Software products are routinely labeled with "versions" and while this nomenclature has taken hold in the vernacular there seems to be little understanding of "number dot number" beyond "bigger must be better". While that is generally the intent, there is a bit more to it. Version number syntax is commonly:
major.minor.bugfix
A bump in the "major" number indicates a release of the product with significant additions to and improvements in functionality and may be incompatible with previous versions and possibly requires additional hardware or a newer platform.

"Minor" number bumps, often called "dot releases", fix significant bugs, improve performance and add minor features or functionality, but are always backward compatible within the major release and do not require a hardware upgrade though there may be significant benefit in improving the underlying platform.

Very often "bug fix" version numbers remain unpublished leaving Customer Support to suggest that users upgrade to the latest version and see if that works. In fact, many of these releases will remain unpublished unless one or more of the users demands a fix to a bug that annoys them.

Conventional wisdom suggests one should never buy One Dot Oh of anything and this thinking is so prevalent that some companies never label a product lower than Two Dot Oh. More fearful companies start at Two Dot Two or higher.This is based on the knowledge, born of experience, that initial releases suffer from "time to market" pressures resulting in feature "postponement" and buggy implementations. In many cases the designers are building what they want, not what their customers need. All too often, they don't even know what their customers really need.

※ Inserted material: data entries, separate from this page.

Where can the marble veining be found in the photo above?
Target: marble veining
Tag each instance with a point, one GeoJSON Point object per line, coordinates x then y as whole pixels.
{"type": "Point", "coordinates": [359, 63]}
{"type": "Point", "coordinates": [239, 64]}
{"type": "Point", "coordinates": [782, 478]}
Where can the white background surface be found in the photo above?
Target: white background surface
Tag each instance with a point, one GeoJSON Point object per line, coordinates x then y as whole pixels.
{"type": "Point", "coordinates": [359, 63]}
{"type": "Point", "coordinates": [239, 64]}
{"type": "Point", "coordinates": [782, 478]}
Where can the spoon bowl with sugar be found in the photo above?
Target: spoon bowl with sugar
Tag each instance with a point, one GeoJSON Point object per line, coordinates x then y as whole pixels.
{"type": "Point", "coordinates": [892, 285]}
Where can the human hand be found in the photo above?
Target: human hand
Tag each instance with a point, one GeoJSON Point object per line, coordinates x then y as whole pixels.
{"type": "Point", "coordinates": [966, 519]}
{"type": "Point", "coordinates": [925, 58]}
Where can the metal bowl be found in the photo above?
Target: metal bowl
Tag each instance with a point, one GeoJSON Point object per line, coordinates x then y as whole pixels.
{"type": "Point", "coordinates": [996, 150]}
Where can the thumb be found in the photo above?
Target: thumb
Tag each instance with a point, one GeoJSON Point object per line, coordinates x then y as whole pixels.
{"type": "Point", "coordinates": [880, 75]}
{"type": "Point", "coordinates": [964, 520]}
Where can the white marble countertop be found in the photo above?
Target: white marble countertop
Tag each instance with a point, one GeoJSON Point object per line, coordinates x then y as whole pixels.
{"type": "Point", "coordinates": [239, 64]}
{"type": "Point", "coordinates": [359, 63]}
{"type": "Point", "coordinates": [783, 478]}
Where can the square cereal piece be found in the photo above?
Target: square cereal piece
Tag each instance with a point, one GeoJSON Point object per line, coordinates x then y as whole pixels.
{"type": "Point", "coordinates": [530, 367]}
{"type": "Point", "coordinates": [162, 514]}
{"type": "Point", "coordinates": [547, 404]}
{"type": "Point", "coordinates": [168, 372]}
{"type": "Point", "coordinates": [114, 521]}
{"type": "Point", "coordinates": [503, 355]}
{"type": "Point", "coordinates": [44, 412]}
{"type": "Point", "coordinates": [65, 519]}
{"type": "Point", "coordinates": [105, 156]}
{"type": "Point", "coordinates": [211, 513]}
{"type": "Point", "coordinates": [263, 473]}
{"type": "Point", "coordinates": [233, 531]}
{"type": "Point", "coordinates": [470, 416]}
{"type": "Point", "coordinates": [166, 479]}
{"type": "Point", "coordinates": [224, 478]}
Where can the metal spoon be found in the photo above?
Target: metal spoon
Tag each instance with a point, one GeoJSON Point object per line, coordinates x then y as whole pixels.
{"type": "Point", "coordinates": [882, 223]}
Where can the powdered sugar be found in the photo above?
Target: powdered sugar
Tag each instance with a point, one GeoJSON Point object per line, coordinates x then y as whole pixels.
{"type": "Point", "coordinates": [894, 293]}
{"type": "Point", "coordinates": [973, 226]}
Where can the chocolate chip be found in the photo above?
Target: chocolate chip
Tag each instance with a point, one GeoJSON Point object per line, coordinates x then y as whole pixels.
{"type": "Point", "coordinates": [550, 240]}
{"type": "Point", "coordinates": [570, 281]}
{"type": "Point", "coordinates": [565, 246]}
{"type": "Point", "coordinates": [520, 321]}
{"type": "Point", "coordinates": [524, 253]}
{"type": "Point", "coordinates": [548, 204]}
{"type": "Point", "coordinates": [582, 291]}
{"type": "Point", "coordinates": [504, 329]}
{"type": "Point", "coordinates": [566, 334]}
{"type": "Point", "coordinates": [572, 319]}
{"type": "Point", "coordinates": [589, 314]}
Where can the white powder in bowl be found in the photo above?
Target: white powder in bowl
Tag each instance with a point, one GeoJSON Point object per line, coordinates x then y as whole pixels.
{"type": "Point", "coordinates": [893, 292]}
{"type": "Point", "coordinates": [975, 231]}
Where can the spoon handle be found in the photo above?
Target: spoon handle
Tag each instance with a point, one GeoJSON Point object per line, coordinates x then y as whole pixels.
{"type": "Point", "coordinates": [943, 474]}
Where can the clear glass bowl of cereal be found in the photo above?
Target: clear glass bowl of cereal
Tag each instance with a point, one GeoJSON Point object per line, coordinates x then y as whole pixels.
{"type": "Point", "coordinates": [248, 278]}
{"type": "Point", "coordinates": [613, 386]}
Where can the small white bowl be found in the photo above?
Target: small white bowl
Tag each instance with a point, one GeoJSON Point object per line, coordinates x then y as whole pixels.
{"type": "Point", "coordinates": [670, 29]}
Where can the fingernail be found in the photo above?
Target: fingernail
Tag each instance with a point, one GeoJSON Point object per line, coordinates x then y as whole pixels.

Some take umbrage at the use of "Dunwoody Two Dot Oh", perhaps because there has been no clear indication that significant features have been added or that the "upgrade" will finally expose the need for "new hardware" in several key areas. If they are correct, this is just Dunwoody One Dot Two as we had our first dot release when we played musical chairs with one council seat. There seems to be some debate over whether it was an improvement or not, possibly based on comments like "we're going shopping", but it was a discernible change warranting a dot release.

But the voters screamed their displeasure with Dunwoody 1.x in their most recent visit to the polls and Dunwoody 2.0 started off with a recent executive session (well, they really started off with a "retreat") so there is some hope that this was to address glaring deficiencies in the existing "platform". Key personnel improvements are desperately needed.

As for minor changes, we probably won't see City Hall formally issuing bug fix releases, but things like removal of the blog from the City website will just happen over time. Or given the current level of transparency (sunshinereview.org gives Dunwoody a "C-") one is probably safe in assuming there is no bug fixing going on down there. Perhaps transparency would be a good place to start.